ICAD 2011

ICAD 2011

La Conférence Internationale sur la Maladie d’Alzheimer s’est tenue du 16 au 21 juillet 2011, à Paris

Cette conférence est le rendez vous mondial du monde médical et scientifique sur la maladie d’Alzheimer au cours duquel sont présentée les dernières informations et connaissances sur la maladie d’Alzheimer dans le monde cette conférence qui réunit chaque année les meilleurs spécialistes de ce terrible fléau.

Ce congrès est organisé par l’Alzheimer’s Association, l’association américaine à but non lucratif qui représente le principal organisme américain et mondial de santé bénévole dans les soins et le soutien aux patients atteints de maladie d'Alzheimer.

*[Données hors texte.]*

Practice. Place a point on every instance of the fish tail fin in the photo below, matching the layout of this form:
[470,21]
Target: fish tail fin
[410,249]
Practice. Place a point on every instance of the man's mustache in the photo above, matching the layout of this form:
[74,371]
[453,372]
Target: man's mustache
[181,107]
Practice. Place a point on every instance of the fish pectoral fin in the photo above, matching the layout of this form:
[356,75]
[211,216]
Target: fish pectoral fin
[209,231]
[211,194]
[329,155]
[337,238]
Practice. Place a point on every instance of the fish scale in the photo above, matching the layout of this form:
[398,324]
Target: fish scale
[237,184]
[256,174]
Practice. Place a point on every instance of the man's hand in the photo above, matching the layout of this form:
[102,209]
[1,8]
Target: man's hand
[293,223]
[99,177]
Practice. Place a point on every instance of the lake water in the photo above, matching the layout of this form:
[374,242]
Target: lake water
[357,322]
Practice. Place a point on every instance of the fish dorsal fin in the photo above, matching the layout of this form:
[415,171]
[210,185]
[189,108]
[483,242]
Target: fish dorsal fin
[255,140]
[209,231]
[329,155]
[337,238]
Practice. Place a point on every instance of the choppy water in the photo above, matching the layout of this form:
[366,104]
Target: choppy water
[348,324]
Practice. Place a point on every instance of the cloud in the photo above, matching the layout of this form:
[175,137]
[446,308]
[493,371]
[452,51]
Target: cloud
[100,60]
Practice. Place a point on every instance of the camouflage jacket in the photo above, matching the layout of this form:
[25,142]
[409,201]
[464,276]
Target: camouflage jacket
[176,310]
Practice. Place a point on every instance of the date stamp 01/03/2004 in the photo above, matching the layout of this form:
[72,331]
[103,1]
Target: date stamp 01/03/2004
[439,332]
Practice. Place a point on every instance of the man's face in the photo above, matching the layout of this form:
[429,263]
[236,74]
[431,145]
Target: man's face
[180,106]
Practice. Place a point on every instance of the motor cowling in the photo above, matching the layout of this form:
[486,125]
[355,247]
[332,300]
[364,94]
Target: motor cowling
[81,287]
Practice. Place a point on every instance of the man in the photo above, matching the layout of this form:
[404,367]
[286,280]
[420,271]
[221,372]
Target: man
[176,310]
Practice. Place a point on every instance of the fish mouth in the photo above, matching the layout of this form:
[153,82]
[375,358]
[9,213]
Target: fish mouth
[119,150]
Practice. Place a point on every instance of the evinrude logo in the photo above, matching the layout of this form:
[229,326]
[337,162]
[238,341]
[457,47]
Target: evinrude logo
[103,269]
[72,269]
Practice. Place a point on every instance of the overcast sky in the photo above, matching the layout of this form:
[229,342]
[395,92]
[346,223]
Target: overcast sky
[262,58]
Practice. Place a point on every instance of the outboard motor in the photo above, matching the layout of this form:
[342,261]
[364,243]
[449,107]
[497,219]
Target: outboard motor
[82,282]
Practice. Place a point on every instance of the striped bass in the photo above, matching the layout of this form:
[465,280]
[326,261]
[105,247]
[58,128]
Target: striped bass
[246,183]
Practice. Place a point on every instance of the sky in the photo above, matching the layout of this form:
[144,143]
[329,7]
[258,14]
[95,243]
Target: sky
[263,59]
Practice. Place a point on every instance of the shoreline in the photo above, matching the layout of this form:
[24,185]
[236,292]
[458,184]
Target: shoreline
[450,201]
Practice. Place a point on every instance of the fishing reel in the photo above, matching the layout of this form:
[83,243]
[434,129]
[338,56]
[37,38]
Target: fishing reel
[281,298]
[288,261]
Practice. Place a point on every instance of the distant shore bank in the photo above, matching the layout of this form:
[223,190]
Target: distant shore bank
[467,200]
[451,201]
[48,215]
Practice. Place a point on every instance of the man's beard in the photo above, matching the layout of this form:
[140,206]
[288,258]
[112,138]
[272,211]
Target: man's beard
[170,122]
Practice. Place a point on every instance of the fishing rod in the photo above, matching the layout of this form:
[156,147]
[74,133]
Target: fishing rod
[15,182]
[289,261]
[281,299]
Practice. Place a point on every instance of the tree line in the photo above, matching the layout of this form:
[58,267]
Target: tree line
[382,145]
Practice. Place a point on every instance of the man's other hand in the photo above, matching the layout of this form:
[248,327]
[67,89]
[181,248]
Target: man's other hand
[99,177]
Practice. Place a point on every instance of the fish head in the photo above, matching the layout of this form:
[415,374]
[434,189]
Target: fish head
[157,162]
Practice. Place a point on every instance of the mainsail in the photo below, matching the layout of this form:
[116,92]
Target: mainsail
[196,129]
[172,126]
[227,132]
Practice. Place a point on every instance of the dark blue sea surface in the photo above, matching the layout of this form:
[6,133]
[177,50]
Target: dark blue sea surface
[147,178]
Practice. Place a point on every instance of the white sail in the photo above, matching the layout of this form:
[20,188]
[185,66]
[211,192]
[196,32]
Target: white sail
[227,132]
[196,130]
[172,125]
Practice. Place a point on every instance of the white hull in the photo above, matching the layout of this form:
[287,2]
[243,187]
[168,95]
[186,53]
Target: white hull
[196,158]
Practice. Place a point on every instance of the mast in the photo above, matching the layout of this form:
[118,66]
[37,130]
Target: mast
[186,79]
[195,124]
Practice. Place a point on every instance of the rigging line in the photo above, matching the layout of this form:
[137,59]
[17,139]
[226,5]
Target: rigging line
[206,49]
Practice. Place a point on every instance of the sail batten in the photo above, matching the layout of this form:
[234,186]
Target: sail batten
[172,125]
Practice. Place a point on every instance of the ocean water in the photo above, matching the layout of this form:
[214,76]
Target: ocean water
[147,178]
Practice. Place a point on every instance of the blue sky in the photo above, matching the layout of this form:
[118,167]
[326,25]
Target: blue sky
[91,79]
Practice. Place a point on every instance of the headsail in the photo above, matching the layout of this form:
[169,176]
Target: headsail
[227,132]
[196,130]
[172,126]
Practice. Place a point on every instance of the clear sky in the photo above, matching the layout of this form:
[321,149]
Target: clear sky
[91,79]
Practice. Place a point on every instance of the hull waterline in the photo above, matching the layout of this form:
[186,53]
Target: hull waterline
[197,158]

C’est grâce à la notoriété internationale du Plan français sur la maladie d’Alzheimer et à l’engagement quotidien de la Fondation Plan Alzheimer soutenus par une collaboration exemplaire entre les organisateurs de congrès internationaux de la Région parisienne VIPARIS, la Ville de Paris, la Mission de Pilotage du Plan Alzheimer que ce congrès a pu avoir lieu pour la première fois en France. Le Président de la République est intervenu en personne à la tribune du congrès dans une salle comble pour affirmer au monde entier le soutien de la France dans le combat contre cette maladie.

Avec 5 630 participants, cette cuvée 2011 a été celle qui a accueillie le plus de participants depuis sa création en 1988. Au total 85 pays étaient représentés avec 60% de participants d’Europe, 34% d’Amérique et 6% d’Asie et du Moyen Orient.
Les dernières connaissances, avancées et informations sur la maladie d’Alzheimer ont été présentées au cours ces 5 journées, lors de 415 sessions orales et près de 2 000 communications affichées.

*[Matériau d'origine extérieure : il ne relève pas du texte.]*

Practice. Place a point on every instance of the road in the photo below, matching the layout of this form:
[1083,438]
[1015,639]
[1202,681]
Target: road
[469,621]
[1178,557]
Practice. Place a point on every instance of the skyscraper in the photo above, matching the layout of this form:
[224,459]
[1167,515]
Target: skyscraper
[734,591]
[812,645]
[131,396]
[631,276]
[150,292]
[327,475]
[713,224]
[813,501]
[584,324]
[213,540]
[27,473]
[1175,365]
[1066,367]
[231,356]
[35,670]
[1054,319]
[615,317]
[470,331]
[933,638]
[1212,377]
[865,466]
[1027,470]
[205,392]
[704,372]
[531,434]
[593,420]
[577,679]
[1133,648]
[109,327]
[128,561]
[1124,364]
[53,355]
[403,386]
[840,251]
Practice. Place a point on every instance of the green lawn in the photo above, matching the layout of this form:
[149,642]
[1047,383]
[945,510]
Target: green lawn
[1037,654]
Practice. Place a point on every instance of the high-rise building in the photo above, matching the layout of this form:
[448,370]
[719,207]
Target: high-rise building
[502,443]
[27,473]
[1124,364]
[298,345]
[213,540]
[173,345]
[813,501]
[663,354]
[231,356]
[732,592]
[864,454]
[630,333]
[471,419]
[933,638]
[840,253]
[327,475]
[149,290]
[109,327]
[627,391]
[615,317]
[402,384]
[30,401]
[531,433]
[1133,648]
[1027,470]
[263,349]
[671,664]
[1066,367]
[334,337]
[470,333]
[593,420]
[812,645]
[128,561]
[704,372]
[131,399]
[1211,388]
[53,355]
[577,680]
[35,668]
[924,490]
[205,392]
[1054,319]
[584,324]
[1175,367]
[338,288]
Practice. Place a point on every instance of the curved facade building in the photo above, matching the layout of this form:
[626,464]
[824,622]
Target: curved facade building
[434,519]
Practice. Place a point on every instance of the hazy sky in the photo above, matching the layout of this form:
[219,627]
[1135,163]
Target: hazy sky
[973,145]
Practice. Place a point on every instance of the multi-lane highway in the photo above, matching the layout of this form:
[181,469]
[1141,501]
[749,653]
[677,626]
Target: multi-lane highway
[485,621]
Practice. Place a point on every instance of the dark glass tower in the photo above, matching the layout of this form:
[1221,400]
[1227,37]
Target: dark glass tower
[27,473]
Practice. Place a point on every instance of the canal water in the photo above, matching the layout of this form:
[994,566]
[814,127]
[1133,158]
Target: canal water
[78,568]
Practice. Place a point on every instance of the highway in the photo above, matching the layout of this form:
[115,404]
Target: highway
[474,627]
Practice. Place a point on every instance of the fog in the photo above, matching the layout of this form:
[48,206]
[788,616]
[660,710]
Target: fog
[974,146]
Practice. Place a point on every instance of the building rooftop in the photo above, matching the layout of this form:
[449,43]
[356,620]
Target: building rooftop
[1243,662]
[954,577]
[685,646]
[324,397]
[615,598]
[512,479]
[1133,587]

Au cours de ce congrès plusieurs grandes hypothèses et tendances ont émergé au sein de la recherche internationale sur la maladie notamment en ce qui concerne son modèle évolutif.

Il est de plus en plus évident que la maladie d’Alzheimer, dans sa forme qui survient majoritairement chez la personne âgée, est une affection d’évolution lente dont les premiers stigmates peuvent apparaître plus de 15 ans avant l’apparition des premiers symptômes de la maladie et des premières pertes de mémoire invalidantes. C’est pourquoi, la question se pose de savoir si, les différents traitements qui sont testés actuellement dans le monde ne devraient pas être administrés plus tôt dans l’évolution de la maladie afin de lutter contre la dégénérescence des neurones le plus précocement possible et préserver ainsi au mieux le capital cérébral des individus. C’est pourquoi des pans entiers de recherche sont consacrés à l’identification de signes biologiques, radiologiques et neuro-psychologiques témoins de cette évolution insidieuse. De nombreux travaux sur ces nouveaux biomarqueurs ont été présentés témoignant du dynamisme de la recherche mondiale sur ces sujets.

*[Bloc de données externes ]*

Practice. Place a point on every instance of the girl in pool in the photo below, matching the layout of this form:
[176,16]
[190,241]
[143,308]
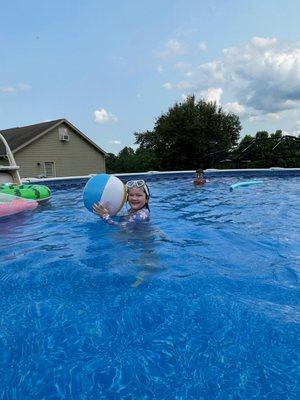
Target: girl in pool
[138,196]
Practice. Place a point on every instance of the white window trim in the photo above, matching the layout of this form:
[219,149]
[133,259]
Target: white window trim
[54,169]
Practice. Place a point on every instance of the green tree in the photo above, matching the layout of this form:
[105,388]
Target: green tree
[185,136]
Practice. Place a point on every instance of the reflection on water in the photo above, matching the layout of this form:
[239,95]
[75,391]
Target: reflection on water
[199,303]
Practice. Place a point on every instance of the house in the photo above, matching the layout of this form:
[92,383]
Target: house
[52,149]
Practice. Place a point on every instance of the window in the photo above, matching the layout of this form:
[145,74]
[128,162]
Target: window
[49,169]
[63,134]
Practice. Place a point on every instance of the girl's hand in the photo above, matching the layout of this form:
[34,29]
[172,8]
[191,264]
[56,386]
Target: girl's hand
[99,209]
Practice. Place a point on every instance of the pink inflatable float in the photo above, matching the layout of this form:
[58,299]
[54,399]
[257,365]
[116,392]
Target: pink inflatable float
[12,204]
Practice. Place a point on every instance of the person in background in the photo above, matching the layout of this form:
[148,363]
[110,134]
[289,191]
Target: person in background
[199,179]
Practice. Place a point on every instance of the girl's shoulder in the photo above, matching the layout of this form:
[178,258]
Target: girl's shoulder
[142,214]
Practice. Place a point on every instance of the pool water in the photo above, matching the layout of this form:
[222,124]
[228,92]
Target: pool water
[202,303]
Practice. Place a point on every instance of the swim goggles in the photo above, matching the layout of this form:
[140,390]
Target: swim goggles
[140,183]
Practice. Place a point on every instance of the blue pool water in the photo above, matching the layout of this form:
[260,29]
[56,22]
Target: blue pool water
[216,316]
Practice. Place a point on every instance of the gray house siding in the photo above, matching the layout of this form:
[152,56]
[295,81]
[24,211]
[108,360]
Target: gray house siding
[70,158]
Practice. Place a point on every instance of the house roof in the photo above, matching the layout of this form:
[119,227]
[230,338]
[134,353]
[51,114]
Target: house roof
[19,137]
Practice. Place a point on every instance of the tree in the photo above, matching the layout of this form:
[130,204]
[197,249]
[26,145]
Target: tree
[188,133]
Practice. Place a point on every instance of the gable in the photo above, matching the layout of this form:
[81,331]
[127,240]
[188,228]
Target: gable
[18,138]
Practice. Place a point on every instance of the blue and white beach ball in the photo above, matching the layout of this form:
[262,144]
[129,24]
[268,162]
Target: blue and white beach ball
[107,189]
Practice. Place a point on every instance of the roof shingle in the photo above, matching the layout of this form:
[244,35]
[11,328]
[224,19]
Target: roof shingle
[16,137]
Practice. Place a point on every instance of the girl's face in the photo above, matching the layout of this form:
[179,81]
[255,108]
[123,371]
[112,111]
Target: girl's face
[136,198]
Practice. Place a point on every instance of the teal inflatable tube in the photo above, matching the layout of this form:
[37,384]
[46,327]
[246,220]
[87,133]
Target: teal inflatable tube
[245,184]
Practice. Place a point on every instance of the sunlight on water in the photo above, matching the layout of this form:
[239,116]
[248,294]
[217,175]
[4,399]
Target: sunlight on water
[199,304]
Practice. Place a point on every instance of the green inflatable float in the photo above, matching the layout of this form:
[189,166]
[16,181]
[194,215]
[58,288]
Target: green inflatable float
[34,192]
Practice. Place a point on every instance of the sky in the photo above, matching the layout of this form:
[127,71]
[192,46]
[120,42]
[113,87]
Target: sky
[112,67]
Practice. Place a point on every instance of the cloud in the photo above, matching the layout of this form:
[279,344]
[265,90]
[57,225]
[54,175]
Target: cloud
[202,46]
[114,142]
[8,89]
[20,87]
[102,116]
[235,108]
[181,65]
[168,85]
[262,75]
[172,48]
[212,94]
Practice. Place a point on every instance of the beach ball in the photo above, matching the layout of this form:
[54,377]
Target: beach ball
[107,189]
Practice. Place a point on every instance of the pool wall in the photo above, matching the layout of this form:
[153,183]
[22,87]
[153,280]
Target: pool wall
[157,175]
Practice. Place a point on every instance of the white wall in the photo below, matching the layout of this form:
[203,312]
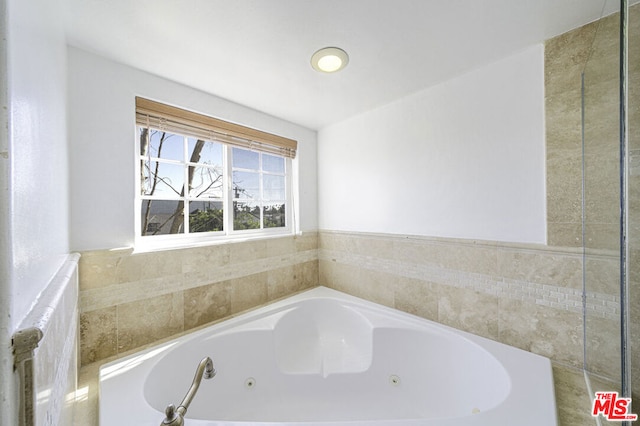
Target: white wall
[102,134]
[464,159]
[33,166]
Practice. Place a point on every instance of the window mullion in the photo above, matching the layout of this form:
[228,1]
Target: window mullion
[185,186]
[228,194]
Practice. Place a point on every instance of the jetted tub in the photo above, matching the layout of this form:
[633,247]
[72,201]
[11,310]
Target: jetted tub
[323,357]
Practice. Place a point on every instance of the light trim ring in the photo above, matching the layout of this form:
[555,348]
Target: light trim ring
[329,59]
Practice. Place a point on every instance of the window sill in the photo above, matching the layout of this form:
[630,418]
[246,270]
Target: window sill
[162,243]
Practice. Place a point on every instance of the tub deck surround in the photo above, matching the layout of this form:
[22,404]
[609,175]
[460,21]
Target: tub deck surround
[325,357]
[45,351]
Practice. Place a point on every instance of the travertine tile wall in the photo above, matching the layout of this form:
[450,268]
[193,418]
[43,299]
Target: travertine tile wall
[593,50]
[528,296]
[128,300]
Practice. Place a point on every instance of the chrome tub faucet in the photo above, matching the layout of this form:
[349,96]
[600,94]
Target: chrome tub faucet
[175,416]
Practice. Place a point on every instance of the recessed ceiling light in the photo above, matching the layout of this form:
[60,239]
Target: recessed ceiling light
[329,59]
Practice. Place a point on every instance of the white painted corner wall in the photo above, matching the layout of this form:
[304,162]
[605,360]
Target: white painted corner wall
[464,159]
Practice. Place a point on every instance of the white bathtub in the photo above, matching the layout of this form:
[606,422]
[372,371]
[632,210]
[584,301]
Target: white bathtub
[323,357]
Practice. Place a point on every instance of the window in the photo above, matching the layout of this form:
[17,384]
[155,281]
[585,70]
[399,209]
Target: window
[203,178]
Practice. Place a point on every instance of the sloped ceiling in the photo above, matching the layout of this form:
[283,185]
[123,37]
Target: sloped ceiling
[257,52]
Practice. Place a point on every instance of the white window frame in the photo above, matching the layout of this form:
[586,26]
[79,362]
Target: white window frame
[186,239]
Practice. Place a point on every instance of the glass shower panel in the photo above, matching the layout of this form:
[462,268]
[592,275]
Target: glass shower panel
[601,206]
[633,198]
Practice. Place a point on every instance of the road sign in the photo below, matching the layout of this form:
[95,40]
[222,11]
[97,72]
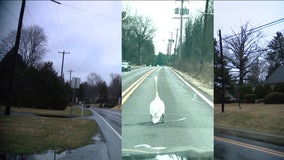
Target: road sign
[75,83]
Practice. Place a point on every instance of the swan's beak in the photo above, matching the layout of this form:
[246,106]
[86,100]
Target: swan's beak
[155,119]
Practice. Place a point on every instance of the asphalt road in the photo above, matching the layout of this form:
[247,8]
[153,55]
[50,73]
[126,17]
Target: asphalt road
[110,126]
[187,131]
[231,147]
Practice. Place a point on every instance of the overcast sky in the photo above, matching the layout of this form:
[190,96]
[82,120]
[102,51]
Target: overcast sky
[161,13]
[230,15]
[89,30]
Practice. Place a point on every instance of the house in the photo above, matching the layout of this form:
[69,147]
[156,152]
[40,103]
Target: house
[276,77]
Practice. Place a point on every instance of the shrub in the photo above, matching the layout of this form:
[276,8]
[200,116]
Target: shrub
[249,98]
[279,88]
[274,98]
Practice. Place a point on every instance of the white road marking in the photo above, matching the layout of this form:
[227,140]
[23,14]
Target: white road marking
[119,136]
[142,145]
[196,91]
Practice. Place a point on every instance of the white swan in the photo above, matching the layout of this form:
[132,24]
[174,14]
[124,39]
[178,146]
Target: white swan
[157,107]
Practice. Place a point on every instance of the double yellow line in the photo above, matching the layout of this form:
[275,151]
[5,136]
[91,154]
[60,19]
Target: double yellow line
[269,151]
[126,94]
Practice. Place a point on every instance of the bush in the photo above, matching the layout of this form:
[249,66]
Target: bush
[274,98]
[279,88]
[249,98]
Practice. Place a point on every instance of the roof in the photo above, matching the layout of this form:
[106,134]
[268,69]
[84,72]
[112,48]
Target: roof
[277,76]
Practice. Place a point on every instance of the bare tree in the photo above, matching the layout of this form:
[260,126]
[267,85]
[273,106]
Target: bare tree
[32,45]
[143,31]
[243,51]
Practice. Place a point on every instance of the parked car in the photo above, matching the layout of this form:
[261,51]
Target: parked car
[126,66]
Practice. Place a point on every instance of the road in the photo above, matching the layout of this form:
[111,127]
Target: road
[187,131]
[110,126]
[231,147]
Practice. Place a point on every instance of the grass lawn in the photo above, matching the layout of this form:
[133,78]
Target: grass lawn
[257,117]
[23,134]
[56,113]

Les voies d’une prévention possible ont également été explorées et le recensement des facteurs de risque pour lesquels une action pouvait être engagée dès à présent ont été présentés. Ainsi, le rôle des traumatismes crâniens survenant tout au long de la vie dans l’augmentation du risque de maladie d’Alzheimer à terme a été confirmé. Parmi ces facteurs, on retrouve également ceux associés à d’autres affections comme les maladies cardiovasculaires (pratique de l’activité physique, baisse de la tension artérielle, réduction de l’obésité….) et dont la réduction pourraient théoriquement abaisser de moitié la fréquence de la maladie d’Alzheimer.